Por fin se puso el sol. Y, sin embargo, en el cielo no brilló ninguna estrella; el horizonte se sumió en tinieblas. ¿Habría cambiado de pronto de idea el bajá y preferido quedarse en su galera frente a la asediada plaza?
—¿Cuál es vuestra opinión, señor Veniero? ¿No será una espera vana?
—Me parece que no, ya que la carta llevaba el sello del sultán. Y no creo que el bajá sea capaz de no acatar las órdenes de la corte de Constantinopla, estando enterado de que puede recibir una cajita, aunque de plata y repujada, en cuyo interior habrá una corbata de seda negra. Vos, Muley, conocéis lo que representa este pequeño obsequio, aunque no vaya acompañado de una nota aclaratoria.
—¡Ya lo creo! A mí también me la remitió el sultán. Pero tuve buen cuidado en no obedecer y aquella faja la utilizo ahora como cinturón para mantener mis armas.
En aquel momento gritó un vigía desde el penol de la latina:
—¡Luces al este!
—¿Cuántas? —inquirió el almirante.
—Aún no lo sé.
—¿Es un farol de galera, de galeota o de falucho?
—De galera.
—Mira y cuenta detenidamente.
—Cuatro.
—¿Nada más?
—Por el momento no distingo más.
El almirante se dirigió a Muley.
—Me sorprende que Alí venga hasta este lugar con tan reducidas fuerzas, ya que podía suponerse que no acudiría solo.
—¿Presentaremos batalla?
—Y sin más tardanza, si bien temo una trampa... Mas como nuestras galeras son más rápidas que las de los turcos, ya envejecidas y sucias por la larga travesía... y si comprobáramos que la cosa se ponía fea tendríamos el recurso de darnos a la fuga a fuerza de remos.
Tras pronunciar aquellas palabras, tomó la bocina, y con ayuda de su sobrino se dirigió al puente de mando, gritando con voz aún fuerte y clara:
—¡Todo el mundo a sus puestos de combate! ¡Listos! ¡Nos vamos a enfrentar con Alí-Bajá!
Por unos instantes imperó en las galeras venecianas una intensa actividad y un fragor como de descomunal colmena.
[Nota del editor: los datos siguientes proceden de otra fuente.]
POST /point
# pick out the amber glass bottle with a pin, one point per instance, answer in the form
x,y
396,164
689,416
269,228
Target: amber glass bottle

Se preparaban barricadas entre el castillo de proa y el palo mayor; se emplazaban las baterías colocando piezas en los lugares más oportunos; marineros y arcabuceros competían mutuamente y los maestros de los galeotes encadenaban a éstos y se disponían a conducir la galera según las instrucciones de los correspondientes comandantes.